The benefits of these EU citizenship projects are fairly easy to find. They benefit MEPs because they can then claim that their over-paid and under-worked jobs are actually achieving something apart from hyper-inflated expense accounts. So that is nice.
They benefit those poor unemployed project-workers who need more short-term contracts just to survive. They also benefit many academic workers who need things to write about and thereby gain promotion in the university stakes.
But we can doubt that these projects actually benefit most European citizens. Not nice.
We can doubt that these projects benefit any EU democracy. Where is this EU democracy? Can anyone tell me?
We can doubt that these projects benefit the real participation in democratic politics. Again if anybody can show me just where this increase in participatory democracy is evident then please let me know. The projects that I have seen have been, mainly, as useful as a weekend of hugging trees and hugging ”new found friends”. I call it nice psycho-brainwashing.

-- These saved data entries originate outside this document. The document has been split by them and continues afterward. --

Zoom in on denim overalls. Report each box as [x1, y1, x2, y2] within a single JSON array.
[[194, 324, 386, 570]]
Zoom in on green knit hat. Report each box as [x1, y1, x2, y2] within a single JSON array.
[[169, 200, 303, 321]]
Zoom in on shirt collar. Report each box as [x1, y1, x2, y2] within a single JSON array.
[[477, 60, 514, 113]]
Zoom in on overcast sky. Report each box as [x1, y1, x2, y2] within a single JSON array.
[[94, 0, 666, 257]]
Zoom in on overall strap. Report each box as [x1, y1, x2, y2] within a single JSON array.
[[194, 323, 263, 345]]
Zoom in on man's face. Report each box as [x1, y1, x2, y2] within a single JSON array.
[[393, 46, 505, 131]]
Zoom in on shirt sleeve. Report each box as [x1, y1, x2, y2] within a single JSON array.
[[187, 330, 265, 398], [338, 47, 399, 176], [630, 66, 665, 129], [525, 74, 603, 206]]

I have been able to find few and far less than a few projects that actually work towards ”active citizenship” and what makes this worse is that I find few EU funding officials that will agree to fund real active and democratic projects.

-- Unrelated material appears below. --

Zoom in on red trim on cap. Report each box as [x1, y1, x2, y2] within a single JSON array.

The fact is (or it seems to me) that these EU funding missions and project statements pay for ”lip service”. If any real active project comes around it is rarely going to get funding. Why? Far too radical, that is why. If real projects for the EU were made with (and for) active citizenship and participatory democracy then all hell would break loose.
So advice to future project leaders:
1. Just see these applications for funds as a game. Never get real.
2. Make your projects with a ”Dr Feelgood” atmosphere where pscho-babble rules the whole thing.
3. Make your project application with a good Americanised business plan.
4. Never attempt to make projects where active citizenship is actually going to help change things.
5. Try (if you can find one that is not travelling or on holiday) to get the support of a local MEP.
Final Note: It helps, (when you make your applications for funding), to make extra clear that your project for this EU citizenship and active democracy does NOT include the politicians or the business leaders.
Do not even try to mention the promotion of European Trade Unionism.
But arty projects are OK. If you have a project for the Gypsy folk then be arty.
Good luck with your EU citizenship projects this year.